NTTドコモはヘルスケア領域で何を目指すのか(1/3 ページ)
Runtastic for Docomoやらでぃっしゅぼーや、ABCクッキングスタジオ、ショップ ジャパンなど、さまざまな企業と手を組みヘルスケア領域での取り組みを拡大するNTTドコモ。その狙いはどこにあるのかを、キーパーソンに聞いた。
最近、ドコモはヘルスケア関連事業に相当注力しているらしい、というのを活動量計の「ムーヴバンド」や、有料サービス「からだの時計」のバージョンアップなどから感じていた。最近ではアドバイス機能に力が入っているようで、ムーヴバンドで得られた生活習慣データに対して、しっかりと情報を提供しようという姿勢が感じられる。ムーヴバンドにしても、最新モデルのムーウバンド2は初代の問題点をきっちり潰してきた。キャリアが行っているヘルスケアサービスにしては、サービスの進化が速い。
一方で有機野菜や無添加食材を売ったり、さらには生体情報の連続計測が可能な「hitoe」のような機能素材や、「Runtastic for docomo」といったトレーニング支援サービスも発表。ピンポイントで聞くと、なぜ通信事業者のドコモがこんなことを手がけているのだろう、と思うこともある。
そこで、ドコモの中での「ヘルスケア」がどういう位置づけあり、今後についてどのように考えているのか。

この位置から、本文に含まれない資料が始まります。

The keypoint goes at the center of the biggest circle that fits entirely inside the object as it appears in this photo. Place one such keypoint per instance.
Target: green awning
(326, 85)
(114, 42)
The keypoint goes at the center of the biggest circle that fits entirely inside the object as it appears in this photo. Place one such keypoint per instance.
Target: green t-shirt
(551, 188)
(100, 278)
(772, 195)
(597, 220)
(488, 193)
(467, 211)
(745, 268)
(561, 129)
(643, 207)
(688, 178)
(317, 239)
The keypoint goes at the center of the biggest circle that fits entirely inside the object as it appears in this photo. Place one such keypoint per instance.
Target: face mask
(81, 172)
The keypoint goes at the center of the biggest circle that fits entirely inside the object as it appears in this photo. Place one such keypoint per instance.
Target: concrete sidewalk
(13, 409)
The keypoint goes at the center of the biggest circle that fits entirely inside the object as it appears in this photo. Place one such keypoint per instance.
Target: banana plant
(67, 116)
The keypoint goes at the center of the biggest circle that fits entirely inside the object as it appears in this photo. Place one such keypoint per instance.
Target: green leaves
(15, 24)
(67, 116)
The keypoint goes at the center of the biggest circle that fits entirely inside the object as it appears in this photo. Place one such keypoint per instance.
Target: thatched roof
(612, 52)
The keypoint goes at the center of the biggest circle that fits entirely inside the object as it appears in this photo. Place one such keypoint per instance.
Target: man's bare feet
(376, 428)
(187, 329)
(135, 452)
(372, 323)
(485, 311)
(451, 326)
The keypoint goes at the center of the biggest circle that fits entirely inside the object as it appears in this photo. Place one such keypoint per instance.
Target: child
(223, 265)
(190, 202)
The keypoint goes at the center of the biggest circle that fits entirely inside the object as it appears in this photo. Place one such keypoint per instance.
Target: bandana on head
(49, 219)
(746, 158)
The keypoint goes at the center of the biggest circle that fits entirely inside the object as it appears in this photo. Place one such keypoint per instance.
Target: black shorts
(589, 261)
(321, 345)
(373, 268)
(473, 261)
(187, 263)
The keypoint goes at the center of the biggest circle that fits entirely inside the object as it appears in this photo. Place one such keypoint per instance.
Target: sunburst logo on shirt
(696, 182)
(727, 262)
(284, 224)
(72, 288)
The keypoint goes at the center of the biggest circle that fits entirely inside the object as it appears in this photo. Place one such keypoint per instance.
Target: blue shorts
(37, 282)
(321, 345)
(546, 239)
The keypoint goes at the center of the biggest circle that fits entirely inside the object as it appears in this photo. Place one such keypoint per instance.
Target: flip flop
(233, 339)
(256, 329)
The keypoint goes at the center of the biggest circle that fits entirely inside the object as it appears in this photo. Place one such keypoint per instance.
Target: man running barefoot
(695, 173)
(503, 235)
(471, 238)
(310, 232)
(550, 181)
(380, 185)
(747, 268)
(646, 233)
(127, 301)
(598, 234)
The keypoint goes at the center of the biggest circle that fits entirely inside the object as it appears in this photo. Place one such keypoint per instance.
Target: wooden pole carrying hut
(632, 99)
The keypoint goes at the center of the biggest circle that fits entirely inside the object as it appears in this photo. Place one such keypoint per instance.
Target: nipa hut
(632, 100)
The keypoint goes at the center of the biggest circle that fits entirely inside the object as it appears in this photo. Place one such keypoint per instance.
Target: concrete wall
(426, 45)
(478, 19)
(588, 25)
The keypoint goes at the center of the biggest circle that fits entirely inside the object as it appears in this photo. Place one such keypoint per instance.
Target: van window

また、ウェアラブルデバイスについてどう考えているのかなどを、NTTドコモ スマートライフビジネス本部 ライフサポートビジネス推進部 ヘルスケア事業推進担当部長の安部成司氏と、プロダクト部 プロダクトイノベーション担当部長の森山光一氏に聞いた。
ヘルスケアデータを中心に各サービスを有機的につなぐ
――(聞き手:すずまり) ドコモさんはスマートフォンアプリの「わたしムーヴ」や、「ムーヴバンド2」のような活動量計を提供しています。またらでぃっしゅぼーやでは野菜ジュースなどを販売していて、新製品発表会で加藤社長が壇上でジュースを飲み干すパフォーマンスもありました。秋冬の商戦からは「Runtastic for docomo」のような、運動をサポートするサービスなども始められています。
最近は「食」や「健康」に関して、「なぜドコモが!?」と驚く取り組みを結構されている印象なのですが、なぜそういう分野に力を入れられているのか、ドコモとしてどういう目的でどのような取り組みを行っているのか、その全体像を教えていただけますか。
安部氏 「ドコモの中期ビジョン2015」では、ヘルスケアに限らず、新領域のサービスとして、M2M、アグリゲーションプラットフォーム、金融・決済、メディア・コンテンツ、コマース、メディカル・ヘルスケア、安心・安全、環境・エコロジーの8領域をやっていくという方針を掲げています。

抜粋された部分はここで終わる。